As a chapter in an ongoing, ever-expanding superhero narrative, No Way Home works well enough; on its own, it’s a bit shaggy. Clocking in at two-and-a-half hours, the early going can be a slog; all the college application stuff is a tedious boner-killer, and the fact that they make J. Jonah Jameson (J.K. Simmons) and The Daily Bugle a stand-in for Infowars or similar nonsense is obnoxious from the first beat.
[Related Reading: 'Spider-Man: Far From Home' Movie Review]

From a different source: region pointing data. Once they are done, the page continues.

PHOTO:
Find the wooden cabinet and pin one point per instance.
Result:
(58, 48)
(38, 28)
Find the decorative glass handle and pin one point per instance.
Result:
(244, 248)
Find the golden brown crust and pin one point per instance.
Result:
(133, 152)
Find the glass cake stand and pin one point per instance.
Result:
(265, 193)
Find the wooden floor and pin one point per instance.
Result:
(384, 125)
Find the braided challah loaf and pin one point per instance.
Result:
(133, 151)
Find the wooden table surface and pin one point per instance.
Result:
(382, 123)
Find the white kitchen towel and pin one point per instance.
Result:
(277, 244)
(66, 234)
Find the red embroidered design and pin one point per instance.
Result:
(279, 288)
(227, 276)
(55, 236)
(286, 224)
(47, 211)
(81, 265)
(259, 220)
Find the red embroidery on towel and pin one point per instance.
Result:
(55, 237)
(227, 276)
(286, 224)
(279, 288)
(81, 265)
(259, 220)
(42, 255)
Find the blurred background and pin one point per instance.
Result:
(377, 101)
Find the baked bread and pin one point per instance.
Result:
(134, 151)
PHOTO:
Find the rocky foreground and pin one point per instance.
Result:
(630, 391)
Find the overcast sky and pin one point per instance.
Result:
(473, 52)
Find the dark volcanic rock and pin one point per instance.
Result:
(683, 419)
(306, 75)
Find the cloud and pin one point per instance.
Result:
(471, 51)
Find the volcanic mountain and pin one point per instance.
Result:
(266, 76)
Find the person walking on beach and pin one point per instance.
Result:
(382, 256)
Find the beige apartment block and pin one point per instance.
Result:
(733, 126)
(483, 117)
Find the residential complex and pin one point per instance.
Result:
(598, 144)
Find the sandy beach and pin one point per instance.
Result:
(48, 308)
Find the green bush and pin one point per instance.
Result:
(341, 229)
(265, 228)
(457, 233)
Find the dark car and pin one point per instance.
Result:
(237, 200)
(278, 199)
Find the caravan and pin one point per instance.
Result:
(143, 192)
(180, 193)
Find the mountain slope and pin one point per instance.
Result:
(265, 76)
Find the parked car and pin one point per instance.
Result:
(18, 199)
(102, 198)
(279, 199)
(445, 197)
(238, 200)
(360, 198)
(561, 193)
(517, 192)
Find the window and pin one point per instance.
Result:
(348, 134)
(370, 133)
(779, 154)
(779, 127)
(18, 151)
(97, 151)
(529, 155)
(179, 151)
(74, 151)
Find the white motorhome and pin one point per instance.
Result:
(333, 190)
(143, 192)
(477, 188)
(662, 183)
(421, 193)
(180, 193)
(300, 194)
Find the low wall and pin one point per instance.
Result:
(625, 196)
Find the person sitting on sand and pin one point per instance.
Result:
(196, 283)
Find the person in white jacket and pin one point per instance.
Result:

The visitors from other realities, which in this case means they pulled characters from previous cinematic incarnations of Spider-Man, is a mixed bag. We’re talking a real hit-and-miss proposition. The scenes with Alfred Molina reprising his Doc Ock from the Sam Raimi Spider-Man movies is the highlight as far as this is concerned. (Not a spoiler, he’s prominently featured in the marketing.) The rest, however, work less well. A couple are because the characters, as rendered on screen, were never effective to begin with. In other instances, this movie doesn’t know what to do with them beyond a shocking introduction. Overall, it’s all very shoehorned-in and ham-fisted.
In addition to being obvious, and blunt, fan-service, the first half of the movie plays primarily as table-setting for Doctor Strange and the Multiverse of Madness next year. It’s a trap the MCU often falls into, they kill momentum and take focus away from the characters in order to set up what’s next instead of dealing with what’s now.
Roughly the final third is where No Way Home hits its stride. It’s where director Jon Watts and the power brokers at the studio let it be a Spider-Man movie instead of a Marvel movie. And here it does what this iteration of the wall-crawler does best. Holland, Zendaya, and Batalon showcase their easy, earnest chemistry. They’re quippy and sharp and full of sarcastic banter, all of which overlays their deep, heartfelt connection. Here the movie develops the energy and momentum it lacks elsewhere. And in the end, it leaves Peter/Spidey in an intriguing place and facing promising dilemmas on a number of fronts.
[Related Reading: 'Spider-Man: Homecoming' Movie Review]
This is definitely a situation where the further I get from this movie, the more times I watch it, the more I suspect I’ll enjoy it. And that’s because of this section of the film. This is where it’s most memorable and has the most staying power. I always cling to what I like while the rest of it fades away, but right now, the noise is still too close and drowns out the good.
I’m excited for people to see No Way Home, because the one thing I’m most interested in talking about, what I think it does best and where it most achieves what it aims for, is an absolute bomb of a spoiler. We can discuss that at a future date, but in my opinion, it not only pulls off a tricky balancing act, it rectifies a grievous past wrong perpetrated by previous Spider-Man movies.
Spider-Man: No Way Home is destined to be the biggest movie since the pandemic shuttered theaters. I can’t think of anything that has had anything even close to the box office this is going to generate. What I think about it is entirely irrelevant. It stumbles out of the gate and continues to clumsily bumble around for a while. The fan pandering gets old fast, and there’s a been-there-done-that cloud over most of the first half. This works best when it’s allowed to be a Spider-Man movie, to center those character and to indulge that personality, rather than when it focuses on being Marvel Product Number Whatever we’re on now.